D E S C R I P T I O N

Art Performance Apparatus

Michael Montanaro : ​original concept, creative direction
Peter Van Haaften : creative direction, composition, sound
Tatev Yesayan : visual design, fabrication

September 2017 – Sight and Sound, Montreal, Canada
September 2018 – Ars Electronica, Linds, Austria
June 2019 – Electra, Montreal, Canada

Spiel is an in situ performance for prepared mouth.

While absorbed in conversation you notice a stranger approaching. With a curious instrument affixed to their face the visitor leans in, and listens. The mouth opens, patterns of rhythm and sound emanate from within: voices recognizable as your own. Spun out of focus, words reveal their ingrained subtleties as the collector of conversation captures the sentence but not the sentiment. Vocal exchanges are recalled and reflected. Voices are transformed by physical formant inflections, while acoustic hallucinations seem to reference what might have been said. An étude on hearing lips and seeing voices, the performer’s mechanically augmented vocal tract reshapes and filters conversational spectra into new modes of mis-communication.

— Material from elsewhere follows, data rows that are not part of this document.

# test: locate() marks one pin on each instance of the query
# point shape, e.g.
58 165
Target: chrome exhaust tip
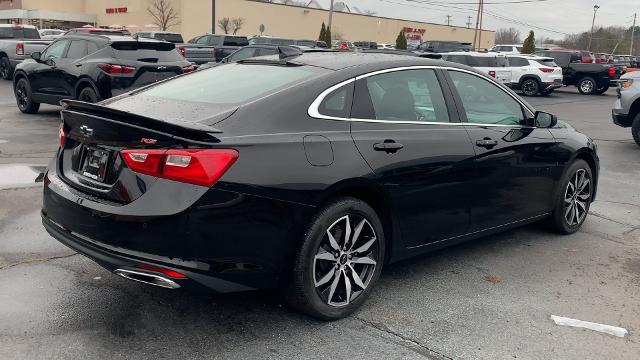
147 278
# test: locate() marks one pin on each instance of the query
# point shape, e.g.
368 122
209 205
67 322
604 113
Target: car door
405 127
514 161
45 78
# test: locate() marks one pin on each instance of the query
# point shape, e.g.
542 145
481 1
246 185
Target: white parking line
607 329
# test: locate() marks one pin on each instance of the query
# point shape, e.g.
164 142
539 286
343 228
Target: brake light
116 69
170 273
193 166
62 137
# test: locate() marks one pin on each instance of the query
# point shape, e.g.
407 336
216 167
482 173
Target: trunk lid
90 159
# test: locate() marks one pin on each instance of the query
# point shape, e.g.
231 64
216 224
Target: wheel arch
375 196
84 82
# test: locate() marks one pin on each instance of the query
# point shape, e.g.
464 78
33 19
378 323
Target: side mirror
545 120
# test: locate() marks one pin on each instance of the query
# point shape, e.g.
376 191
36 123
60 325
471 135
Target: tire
530 87
565 220
24 100
322 264
635 129
89 95
587 86
6 71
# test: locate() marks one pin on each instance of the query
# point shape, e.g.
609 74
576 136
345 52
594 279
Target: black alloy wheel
587 86
88 95
5 68
23 97
575 198
340 260
530 87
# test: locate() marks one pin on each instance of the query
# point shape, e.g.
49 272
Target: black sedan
92 68
307 173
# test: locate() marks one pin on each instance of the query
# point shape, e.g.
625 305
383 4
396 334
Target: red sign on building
116 10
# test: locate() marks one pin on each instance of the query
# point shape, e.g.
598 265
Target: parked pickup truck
589 78
17 42
210 48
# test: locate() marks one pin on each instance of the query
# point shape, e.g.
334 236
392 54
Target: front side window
410 95
54 52
484 102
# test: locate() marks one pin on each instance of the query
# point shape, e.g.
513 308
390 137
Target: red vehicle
97 31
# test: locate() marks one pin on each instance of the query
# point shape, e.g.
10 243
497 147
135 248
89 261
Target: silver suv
626 111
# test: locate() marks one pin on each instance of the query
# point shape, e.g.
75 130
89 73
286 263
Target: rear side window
338 102
410 95
231 84
146 51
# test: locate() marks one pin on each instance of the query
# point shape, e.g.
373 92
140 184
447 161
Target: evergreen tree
323 33
401 41
529 46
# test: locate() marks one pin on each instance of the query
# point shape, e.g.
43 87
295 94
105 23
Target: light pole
595 10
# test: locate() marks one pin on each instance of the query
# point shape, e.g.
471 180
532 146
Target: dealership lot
487 299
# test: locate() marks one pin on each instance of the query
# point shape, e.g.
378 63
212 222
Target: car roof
342 60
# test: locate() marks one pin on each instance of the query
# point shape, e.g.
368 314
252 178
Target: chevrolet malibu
307 173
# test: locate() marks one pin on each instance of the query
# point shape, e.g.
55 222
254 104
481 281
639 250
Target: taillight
62 137
116 69
168 272
193 166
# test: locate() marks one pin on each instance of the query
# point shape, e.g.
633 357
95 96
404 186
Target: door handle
487 143
389 146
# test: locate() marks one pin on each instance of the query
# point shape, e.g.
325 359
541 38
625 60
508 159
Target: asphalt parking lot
487 299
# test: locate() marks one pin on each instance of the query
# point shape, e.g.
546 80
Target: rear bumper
114 259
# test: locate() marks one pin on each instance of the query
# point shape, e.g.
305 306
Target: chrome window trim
313 110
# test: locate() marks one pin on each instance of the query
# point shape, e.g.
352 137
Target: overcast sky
552 17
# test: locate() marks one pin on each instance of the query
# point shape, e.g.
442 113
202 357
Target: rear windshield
232 84
147 52
174 38
19 33
485 61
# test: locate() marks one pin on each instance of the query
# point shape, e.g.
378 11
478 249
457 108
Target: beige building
196 17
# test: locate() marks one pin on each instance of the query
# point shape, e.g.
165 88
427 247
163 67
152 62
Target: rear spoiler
188 130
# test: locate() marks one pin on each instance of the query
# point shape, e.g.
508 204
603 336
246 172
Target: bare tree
236 24
224 24
163 14
508 36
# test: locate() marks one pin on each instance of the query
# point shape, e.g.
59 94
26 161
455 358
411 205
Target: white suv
534 75
492 64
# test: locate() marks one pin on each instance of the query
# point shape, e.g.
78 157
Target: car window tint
77 49
55 51
231 84
484 102
243 54
338 102
411 95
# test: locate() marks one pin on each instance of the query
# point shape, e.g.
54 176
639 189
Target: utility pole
595 9
330 18
633 30
475 33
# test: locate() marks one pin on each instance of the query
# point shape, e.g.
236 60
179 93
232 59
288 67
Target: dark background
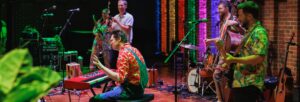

Spiel physically unravels the tenuous synesthetic relationship between what is seen, heard and understood.

F E A T U R E S

Easy Assembly

The mask is assembles with small screws that can be easily disassembled if certain parts need to be changed, for example to change the lenght of the piece following the jaw line and accommodate different performers. The screws allow for a loose connection at the junction of the jaw and ears, in order to allow a range of motions for the performer’s mouth, and can be screwed tightly in areas where the mask needs to be fixed at a specific angle.

Stable Chin Piece

Since the entire operation of the Spiel mask depends on the tube that carries the sound into the performer’s mouth to be in a fixed space, the chin piece (that also carries a motion sensor) acts as the stable point to which all the other components of the mask are connected. Thus the tube moves down with the motion of the performer’s jaw and always stays lined up on the edge of the mouth.

Tabs for Wiring

Small folded tabs allow the wires to be contained safely and changed if necessary, and act as the connection point with the performer’s face. They thus transform the half cylindric shape of the pieces into a channel which also prevents the edges of the mask to be in contact with the performer’s skin.